Okay, in the interest of time, please limit your questions to one question and one follow-up question.

We do have a question from the line of Marshall Urist, Morgan Stanley.

Please proceed.

Hi, guys, good afternoon.

So I had a question on the other point you guys made about order delays.

I think you said there are $8 million to $10 million and I wasn't clear what you were saying there.

Was that orders that were delayed because of stimulus or those were stimulus orders that didn't come through because they didn't hear back from NIH in time?

It's a combination of those things and so when we put together our guidance for the quarter we built up our sales pipeline from what we expected to close in the quarter and there was some mix of a little bit of stimulus in there and there was some regular orders that we think were delayed because people thought they might get the stimulus money so it was a combination of those two affects.

Okay, great, thanks.

We have a question from the line of Quintin Lai, Robert W.

Baird.

Please proceed.

Hi, good afternoon.

Going back to kind of the GWAS discussion, you said that European sales also impacted you.

They're not going to be impacted by the NIH stimulus, so could you explain a little bit about how you expect that to come back to growth and is there a source of funding for them that's going to get them back for next year?

Well, we think as in the US, Quintin, the reduction that we saw in Europe, across the world there's sort of a slower economic environment coupled with a specific impact in GWAS.

In Europe, there's no stimulus.

You're right.

So that won't be a positive effect bringing that back but we do think as GWAS recovers that the funding mechanisms in place in Europe will fund the next generation of GWAS studies so we don't have much concern about that.

We do have, as we mentioned in the past quarter or two, some key foundation funding entities in Europe that have slowed down considerably in their Array business as those endowments have suffered over the past few quarters.

Jay, as a follow-up to that, the preliminary discussions maybe some of your customer have shared with you on the future of GWAS, could you talk a little bit about what kind of population sizes they're looking at?

Are they going to be comparable or bigger than the previous ones and then with respect to price per sample, do you anticipate it being a little higher now that you're going to go to 2.5 or 5 million per sample?

We think the population sizes will be larger and that's driven by the statistics of the fact that we're dealing with low frequency variants that to get statistical significance you need larger populations so a study that might have historically been run with 2,000 samples may require 5,000 to 6,000.

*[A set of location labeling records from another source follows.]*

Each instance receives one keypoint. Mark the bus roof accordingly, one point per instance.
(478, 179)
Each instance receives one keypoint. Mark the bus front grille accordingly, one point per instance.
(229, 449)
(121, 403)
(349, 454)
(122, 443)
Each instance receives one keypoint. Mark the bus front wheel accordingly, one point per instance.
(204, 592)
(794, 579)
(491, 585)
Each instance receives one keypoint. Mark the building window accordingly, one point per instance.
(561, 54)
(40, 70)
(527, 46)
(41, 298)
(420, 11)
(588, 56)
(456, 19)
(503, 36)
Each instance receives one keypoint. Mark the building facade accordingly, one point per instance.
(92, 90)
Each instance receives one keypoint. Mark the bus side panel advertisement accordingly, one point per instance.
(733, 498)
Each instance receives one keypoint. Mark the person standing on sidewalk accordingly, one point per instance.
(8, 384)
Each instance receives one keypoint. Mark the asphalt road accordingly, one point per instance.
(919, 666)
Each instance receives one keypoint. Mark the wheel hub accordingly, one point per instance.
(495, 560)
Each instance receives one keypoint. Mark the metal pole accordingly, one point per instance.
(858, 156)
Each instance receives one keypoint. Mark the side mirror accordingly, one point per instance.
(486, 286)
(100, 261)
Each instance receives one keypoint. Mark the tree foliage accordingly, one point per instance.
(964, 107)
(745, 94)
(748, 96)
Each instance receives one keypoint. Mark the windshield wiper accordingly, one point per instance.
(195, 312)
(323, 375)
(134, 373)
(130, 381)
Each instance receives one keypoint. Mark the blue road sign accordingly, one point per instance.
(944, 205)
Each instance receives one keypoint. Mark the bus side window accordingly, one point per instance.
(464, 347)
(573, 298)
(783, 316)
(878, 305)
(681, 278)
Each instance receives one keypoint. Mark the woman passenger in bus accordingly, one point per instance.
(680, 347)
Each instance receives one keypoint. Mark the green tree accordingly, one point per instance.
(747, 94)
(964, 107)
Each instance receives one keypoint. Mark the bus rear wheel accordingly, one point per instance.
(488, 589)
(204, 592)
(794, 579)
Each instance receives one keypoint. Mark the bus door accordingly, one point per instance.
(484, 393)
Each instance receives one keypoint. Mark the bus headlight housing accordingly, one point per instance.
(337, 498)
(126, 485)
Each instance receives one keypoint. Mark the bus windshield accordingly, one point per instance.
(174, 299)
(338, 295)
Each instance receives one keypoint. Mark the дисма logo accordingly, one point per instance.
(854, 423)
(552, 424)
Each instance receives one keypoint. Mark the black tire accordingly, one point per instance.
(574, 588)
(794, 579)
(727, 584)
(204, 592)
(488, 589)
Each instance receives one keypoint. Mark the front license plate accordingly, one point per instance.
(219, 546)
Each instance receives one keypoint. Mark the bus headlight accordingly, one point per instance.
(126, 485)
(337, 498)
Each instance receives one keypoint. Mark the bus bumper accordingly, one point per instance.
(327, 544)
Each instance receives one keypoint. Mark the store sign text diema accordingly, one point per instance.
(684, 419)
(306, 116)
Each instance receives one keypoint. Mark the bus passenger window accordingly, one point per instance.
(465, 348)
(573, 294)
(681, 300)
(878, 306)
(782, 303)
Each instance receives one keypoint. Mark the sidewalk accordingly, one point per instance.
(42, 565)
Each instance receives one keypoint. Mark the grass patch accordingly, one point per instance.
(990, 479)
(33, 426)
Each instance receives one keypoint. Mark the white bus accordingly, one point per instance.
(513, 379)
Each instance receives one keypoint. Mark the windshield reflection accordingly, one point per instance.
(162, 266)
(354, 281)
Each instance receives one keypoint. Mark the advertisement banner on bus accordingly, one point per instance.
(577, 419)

In terms of pricing, we do think the 2.5 M and 5 M prices will be higher on a sample basis than say the Omni today, so that will definitely be an increase in per sample price.

Obviously we can command that because the content will be much richer.

Thanks.

We have a question from the line of Bill Quirk, Piper Jaffray.

Please proceed.

Thanks, good afternoon.

Jay, not to beat a dead horse here, but one last question on the sequencing reagent issue.

The correction sounded a lot like it was just requiring new raw materials and maybe some improved quality control internally, but in terms of the overall manufacturing process, there's no meaningful changes above and bond that, correct?

Yes, this was not a process problem, it was a raw material problem.

So what we've done is we have isolated it down to one of three raw materials.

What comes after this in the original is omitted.